Ask Sir David Attenborough transcript
|
| This event took place Sunday 9th February 2003 |
 |
 |
Sir David Attenborough One of the most famous faces on British television joined us to talk about his latest BBC ONE series The Life of Mammals, his future projects, and some of his most memorable moments from his Life on Air.
|
|
|
iPresenter_Spencer: Hello, and welcome to today’s Live Chat with Sir David
Attenborough. I'm Spencer Kelly, and our guest today is one of the most distinguished
broadcasters on the planet. His Life on Air began 50 years ago, and his latest amazing
series The Life of Mammals has literally just finished on BBC ONE. Please welcome Sir David
Attenborough.
Question_from Steve, Stockton: What's your all-time favourite animal?

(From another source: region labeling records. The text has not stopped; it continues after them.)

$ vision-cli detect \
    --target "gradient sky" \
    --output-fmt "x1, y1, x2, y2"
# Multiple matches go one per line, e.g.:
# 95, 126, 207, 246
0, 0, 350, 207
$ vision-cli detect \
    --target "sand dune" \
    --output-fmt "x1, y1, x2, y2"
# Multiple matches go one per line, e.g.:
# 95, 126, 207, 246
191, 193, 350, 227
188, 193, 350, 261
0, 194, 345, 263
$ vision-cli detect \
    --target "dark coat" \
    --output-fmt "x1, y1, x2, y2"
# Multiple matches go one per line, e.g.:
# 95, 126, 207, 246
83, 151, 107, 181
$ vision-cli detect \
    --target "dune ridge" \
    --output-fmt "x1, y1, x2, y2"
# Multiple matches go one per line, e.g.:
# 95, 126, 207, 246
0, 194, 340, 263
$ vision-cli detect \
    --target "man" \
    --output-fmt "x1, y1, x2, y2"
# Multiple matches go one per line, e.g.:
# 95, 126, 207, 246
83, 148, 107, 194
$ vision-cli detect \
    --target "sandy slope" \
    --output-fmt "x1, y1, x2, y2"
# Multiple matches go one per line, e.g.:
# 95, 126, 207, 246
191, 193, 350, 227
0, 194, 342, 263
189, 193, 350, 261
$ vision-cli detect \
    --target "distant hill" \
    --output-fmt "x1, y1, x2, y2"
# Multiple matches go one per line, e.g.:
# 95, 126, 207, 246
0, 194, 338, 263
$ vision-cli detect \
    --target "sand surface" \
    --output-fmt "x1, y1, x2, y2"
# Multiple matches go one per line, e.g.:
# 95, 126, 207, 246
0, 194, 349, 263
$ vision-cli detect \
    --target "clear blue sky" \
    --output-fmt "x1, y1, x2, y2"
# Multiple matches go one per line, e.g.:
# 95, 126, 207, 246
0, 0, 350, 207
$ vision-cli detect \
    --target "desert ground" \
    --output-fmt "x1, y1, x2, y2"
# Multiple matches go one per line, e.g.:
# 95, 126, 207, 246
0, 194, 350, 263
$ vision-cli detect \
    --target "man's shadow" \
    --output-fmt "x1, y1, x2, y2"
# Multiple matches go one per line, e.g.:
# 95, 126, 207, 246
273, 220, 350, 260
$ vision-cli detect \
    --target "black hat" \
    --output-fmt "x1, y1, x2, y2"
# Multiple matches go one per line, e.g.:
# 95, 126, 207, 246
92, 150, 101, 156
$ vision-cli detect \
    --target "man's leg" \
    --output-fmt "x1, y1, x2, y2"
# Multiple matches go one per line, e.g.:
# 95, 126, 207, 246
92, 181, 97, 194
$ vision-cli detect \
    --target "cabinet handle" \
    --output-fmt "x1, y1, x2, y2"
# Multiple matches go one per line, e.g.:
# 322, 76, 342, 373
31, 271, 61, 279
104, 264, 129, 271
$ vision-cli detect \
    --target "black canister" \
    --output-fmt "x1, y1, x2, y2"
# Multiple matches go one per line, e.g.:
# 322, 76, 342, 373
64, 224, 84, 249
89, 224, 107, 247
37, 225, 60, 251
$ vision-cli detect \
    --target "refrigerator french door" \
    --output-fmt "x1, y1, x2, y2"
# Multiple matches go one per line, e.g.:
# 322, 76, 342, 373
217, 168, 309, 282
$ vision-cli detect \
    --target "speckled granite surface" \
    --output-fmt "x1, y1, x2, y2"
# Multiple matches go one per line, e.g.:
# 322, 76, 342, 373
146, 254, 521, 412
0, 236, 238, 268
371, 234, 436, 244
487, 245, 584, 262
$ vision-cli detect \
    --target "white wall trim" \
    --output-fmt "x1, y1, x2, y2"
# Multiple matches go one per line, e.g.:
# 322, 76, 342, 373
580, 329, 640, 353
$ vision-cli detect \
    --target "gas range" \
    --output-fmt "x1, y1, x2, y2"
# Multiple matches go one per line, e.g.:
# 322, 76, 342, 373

Sir_David_Attenborough: Well to be honest, Steve, I don't really have one. I suppose
I would say it's the last one I was filming in any detail. But if I had to pick one, it's a
very arbitrary choice. I'd say the birds of paradise. There are 42 different species of
them. They live in very remote places, and they're extraordinarily beautiful. Quite a lot
of them are not known; certainly their courtship dances are not known. Their courtship
dances are simply mind-blowing. You cannot believe the variety of capers that they get up
to! One of them uses a trampoline, he does a trampoline dance! Another one has long quills
out of the back of his tail; he turns round and flicks the female across the face! Another
one is bald, many hang upside down, and they dance and make noises like electronic going
wrong. They're just unbelievable things and every time you see them you see something new,
so that's great. Next time you ask it will be different... sewer rats next!
Question_from Margie: As you've travelled lots, where would you ultimately like to
live?
Sir_David_Attenborough: Here, in London, if that's allowed! Jungles are great, but
they're lonely, and I do like people as well as animals. For me, the nicest places are where
you can combine the natural world and the human world. One of the loveliest places to do
that, actually, is in the Mediterranean. If I wasn't living in London, which I do, I'd like
to live somewhere on the Mediterranean, where the climate's just marginally better
than here, and lovely warm sunshine, and all that wine... That'll do me!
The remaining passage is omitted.